I was asked not so long ago if the reason that dehumanisation and objectification was my 'thing' because I did not like myself in some way, shape or form. I did not have to think about the answer and the word “no” instantly fell from my lips.
There was times in the past that I did hate myself, both in the way I looked and the way I was. There were no valid reasons for this, simply mental confusion and scars from the past causing low self-esteem. One thing I could safely say about those periods in my life is that there is no way on earth I could have been sexually dehumanised or objectified and I suspect there are two reasons for this. Firstly, I do not believe that I would have had the confidence – my mind would have told me that I would not be able to do it properly and would fail. I would not have taken the risk of failing as it would have made me feel even worse about myself than I already did. Secondly, I think if someone had wanted to dehumanise or objectify me I would have taken that as a rejection of the human me and validated my self-loathing.
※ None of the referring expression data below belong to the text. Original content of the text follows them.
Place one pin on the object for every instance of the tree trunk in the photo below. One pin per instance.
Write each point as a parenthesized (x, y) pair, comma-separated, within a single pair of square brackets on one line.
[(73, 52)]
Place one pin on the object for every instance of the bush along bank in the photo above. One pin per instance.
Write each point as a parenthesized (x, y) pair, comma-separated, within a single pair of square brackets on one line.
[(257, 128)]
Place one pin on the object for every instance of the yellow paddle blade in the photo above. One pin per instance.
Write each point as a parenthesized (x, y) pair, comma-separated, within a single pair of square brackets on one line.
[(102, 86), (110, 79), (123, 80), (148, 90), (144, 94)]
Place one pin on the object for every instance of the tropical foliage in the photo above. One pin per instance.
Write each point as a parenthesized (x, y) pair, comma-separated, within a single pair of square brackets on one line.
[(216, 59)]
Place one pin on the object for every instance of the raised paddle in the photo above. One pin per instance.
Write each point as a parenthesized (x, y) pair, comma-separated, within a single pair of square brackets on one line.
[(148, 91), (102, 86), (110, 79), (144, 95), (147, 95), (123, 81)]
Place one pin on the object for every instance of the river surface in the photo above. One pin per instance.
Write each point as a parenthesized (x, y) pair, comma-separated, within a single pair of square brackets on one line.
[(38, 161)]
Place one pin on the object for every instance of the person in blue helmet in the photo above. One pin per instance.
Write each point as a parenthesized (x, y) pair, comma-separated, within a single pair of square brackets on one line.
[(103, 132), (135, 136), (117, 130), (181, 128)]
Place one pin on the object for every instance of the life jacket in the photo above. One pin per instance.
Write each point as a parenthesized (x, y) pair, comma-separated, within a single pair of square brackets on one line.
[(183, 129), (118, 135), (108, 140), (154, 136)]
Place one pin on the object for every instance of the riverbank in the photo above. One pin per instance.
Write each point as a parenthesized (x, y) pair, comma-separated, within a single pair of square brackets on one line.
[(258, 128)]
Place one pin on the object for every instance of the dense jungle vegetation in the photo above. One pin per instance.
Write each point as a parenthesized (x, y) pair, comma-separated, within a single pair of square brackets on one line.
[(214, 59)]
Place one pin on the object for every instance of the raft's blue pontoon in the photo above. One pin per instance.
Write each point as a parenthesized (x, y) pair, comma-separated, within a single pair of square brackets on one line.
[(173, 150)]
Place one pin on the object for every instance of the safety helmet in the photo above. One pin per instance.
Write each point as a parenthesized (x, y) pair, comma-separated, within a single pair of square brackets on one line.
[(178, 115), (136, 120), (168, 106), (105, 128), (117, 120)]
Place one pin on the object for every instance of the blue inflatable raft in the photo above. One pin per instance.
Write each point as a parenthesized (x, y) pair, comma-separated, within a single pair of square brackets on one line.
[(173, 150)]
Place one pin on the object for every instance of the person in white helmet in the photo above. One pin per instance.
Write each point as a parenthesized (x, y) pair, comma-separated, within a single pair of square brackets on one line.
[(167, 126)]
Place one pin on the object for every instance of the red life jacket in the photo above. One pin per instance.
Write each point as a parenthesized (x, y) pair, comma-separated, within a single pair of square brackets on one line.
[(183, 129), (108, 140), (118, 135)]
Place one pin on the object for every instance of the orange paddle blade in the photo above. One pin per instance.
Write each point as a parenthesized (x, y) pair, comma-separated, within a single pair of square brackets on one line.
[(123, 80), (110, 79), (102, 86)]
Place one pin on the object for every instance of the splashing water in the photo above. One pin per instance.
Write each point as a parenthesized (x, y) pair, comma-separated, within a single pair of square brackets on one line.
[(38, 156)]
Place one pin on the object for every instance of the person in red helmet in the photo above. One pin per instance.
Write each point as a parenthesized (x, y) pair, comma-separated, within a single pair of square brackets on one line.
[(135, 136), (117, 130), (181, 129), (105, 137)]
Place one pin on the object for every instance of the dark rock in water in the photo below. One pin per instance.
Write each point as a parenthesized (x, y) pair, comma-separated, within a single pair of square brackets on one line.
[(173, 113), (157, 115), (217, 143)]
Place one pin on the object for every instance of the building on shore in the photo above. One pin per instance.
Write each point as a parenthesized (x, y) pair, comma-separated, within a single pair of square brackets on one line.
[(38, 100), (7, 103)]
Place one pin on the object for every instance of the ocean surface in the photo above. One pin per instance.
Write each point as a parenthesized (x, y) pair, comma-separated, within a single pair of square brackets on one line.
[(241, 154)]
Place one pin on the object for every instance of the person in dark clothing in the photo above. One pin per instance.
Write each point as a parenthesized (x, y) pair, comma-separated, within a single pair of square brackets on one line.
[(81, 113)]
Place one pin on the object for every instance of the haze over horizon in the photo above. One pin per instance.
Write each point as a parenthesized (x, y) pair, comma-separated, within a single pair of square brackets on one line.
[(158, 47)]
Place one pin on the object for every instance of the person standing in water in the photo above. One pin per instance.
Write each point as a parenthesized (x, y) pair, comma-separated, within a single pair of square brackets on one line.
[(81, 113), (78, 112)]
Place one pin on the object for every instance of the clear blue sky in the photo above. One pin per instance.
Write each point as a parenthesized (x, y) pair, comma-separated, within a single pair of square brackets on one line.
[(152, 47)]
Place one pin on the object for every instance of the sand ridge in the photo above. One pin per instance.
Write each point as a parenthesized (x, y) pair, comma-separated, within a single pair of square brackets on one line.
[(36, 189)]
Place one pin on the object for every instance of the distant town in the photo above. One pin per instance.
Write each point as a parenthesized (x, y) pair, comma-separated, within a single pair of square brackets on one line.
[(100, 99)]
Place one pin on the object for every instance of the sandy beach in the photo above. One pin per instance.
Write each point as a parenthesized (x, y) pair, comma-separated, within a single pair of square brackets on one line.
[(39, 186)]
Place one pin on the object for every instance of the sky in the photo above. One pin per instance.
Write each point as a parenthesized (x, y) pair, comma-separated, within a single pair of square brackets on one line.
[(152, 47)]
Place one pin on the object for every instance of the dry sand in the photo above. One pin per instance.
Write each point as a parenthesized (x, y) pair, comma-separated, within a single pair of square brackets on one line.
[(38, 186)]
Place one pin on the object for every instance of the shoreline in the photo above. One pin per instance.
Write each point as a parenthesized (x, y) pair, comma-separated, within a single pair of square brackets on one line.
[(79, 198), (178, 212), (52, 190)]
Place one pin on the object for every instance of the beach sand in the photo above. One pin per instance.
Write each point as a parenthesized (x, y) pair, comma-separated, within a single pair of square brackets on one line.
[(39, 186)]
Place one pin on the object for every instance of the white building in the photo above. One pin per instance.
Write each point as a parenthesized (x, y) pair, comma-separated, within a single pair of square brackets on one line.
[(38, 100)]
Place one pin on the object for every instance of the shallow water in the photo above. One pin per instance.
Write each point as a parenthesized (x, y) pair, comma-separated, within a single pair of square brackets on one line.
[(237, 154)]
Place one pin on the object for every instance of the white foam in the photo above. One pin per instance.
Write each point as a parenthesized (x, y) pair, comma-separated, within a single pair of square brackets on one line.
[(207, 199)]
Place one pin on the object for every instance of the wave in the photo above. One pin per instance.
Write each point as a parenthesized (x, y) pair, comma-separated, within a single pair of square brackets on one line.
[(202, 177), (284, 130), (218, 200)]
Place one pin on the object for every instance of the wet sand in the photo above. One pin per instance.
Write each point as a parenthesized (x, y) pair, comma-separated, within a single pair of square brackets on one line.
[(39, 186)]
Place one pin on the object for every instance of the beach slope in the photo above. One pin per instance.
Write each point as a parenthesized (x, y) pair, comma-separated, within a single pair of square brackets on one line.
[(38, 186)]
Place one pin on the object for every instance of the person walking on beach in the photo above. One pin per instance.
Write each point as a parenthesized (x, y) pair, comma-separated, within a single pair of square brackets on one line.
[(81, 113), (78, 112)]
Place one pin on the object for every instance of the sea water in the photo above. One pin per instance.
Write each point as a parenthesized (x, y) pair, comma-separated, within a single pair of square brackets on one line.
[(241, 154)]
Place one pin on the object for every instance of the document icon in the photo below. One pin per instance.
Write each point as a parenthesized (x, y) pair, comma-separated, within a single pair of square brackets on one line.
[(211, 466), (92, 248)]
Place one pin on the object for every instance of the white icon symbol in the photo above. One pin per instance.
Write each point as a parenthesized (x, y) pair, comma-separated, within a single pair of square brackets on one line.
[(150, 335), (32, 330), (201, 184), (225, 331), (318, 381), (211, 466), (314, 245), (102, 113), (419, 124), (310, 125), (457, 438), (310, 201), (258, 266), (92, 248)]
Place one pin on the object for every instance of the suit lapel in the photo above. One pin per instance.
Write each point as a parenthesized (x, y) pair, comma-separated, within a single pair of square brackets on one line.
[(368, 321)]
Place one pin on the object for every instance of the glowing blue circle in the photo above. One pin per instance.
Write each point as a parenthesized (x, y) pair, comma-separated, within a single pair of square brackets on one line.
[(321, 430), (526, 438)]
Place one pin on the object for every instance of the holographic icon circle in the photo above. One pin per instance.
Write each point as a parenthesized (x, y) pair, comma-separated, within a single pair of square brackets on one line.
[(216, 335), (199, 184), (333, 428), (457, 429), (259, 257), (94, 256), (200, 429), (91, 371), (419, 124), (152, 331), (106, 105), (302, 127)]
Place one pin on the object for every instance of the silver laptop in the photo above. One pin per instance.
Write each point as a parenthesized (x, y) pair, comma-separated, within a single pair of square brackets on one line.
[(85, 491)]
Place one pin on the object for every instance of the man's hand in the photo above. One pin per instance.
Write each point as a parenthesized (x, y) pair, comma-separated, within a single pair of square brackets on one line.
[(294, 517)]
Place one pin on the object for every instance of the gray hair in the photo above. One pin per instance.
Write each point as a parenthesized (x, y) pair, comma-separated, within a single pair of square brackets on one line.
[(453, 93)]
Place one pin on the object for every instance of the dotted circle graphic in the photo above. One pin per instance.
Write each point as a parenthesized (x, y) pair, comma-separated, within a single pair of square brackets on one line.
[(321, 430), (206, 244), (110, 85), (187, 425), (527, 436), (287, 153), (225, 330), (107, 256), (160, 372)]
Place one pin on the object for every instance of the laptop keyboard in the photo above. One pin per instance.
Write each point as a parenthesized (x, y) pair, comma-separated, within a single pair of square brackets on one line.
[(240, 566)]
These days, my scars have healed and my self-esteem is basically on an even keel. Yes, I suppose there are still parts of me that I am not keen on but rather than dwell on them and let them drag me down, I simply accept them. Maybe it is just age and maturity that have led me to this place, but then again the love of a good man assists greatly :)
My former lack of confidence and fear of failing have transformed into what can only be described as sheer bloody mindedness – I do not fail because I tell myself I will not fail. And as for my feelings about rejection of the human me, they don’t exist any more. I KNOW I am valued as a human, and, probably most important of all, I value MYSELF as a human.